Did a medieval flying monk really see Halley's comet — twice? What the science says

Eilmer of Malmesbury was an 11th-century Benedictine monk in England, best remembered by historians for a single audacious experiment: strapping on wings and trying to fly from the tower of Malmesbury Abbey. The story has him gliding for hundreds of metres before breaking his legs in landing and spending the rest of his life in the abbey. But a new historical review summarised by Ars Technica argues that another, easier-to-overlook detail about Eilmer deserves a closer look: the possibility that he saw the same comet, roughly 76 years apart, twice.
The comet is what we now call 1P/Halley. On a periodic orbit, Halley swings past the Sun every 76 years or so. Records suggest Eilmer, as a child, watched a bright object in the night sky in 989. By 1066, as an adult monk, he is again documented as a witness to a comet in the sky, alongside sources ranging from the Bayeux Tapestry to William of Malmesbury's chronicle. One person observing the same comet twice would be a rare event in the recorded history of astronomy.
The historical hook for the claim is William of Malmesbury's 12th-century work, "Gesta Regum Anglorum." That account says Eilmer watched the 1066 comet and remembered, as a young man, seeing a "like flame." To a modern reader the sentence lines up neatly with the 989 comet. But William wrote after Eilmer's death and drew on other monastic accounts.
The new review highlights that weakness. First, it is not certain that the object seen in 989 was really Halley; Chinese and Korean astronomical records of the period note other comets. Second, William's phrase "a like flame" reads as a literary echo, not a modern astronomical comparison. Third, whether Eilmer was indeed born by 989 and old enough to observe cannot be conclusively confirmed from the documents that survive.
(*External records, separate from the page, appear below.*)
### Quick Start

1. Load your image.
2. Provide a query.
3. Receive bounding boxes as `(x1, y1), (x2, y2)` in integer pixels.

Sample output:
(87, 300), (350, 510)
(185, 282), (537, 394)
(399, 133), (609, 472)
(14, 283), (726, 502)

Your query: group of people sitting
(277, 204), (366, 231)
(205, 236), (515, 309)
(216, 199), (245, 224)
Another interesting layer involves what Eilmer is said to have said. According to William, the monk on seeing the 1066 comet interpreted it as "a bad omen for England." That same year, William the Conqueror invaded and the Anglo-Saxon kingdom ended. The reading is a clean window onto why comets were read in medieval Europe as portents of disaster.
Understanding how celestial objects were perceived in the Middle Ages is part of the story's value. Long before the scientific revolution, comets were interpreted within a religious frame. Edmond Halley's 18th-century calculation of the orbit turned the object into a predictable celestial event.
A generation that saw Halley in 1986 is now waiting for its 2061 return. The 76-year cycle makes it plausible for a single modern lifetime to encounter the same body twice: someone aged 10 in 1986 would be 85 in 2061 — statistically reachable but rare.
The broader takeaway from the Eilmer story has lasting value despite the missing evidence. The idea that a single person, over a long life, could observe the same celestial object twice underlines the shared scale of the sky and human lifespan. It also invites scepticism about how reliable medieval sources are as astronomical data.
The truth may be unrecoverable, but the story works both literally and scientifically: looking up at the stars is also a way of reading our own history. Eilmer's two upward glances, even unverified, remind us of the continuity of humanity beneath one shared sky.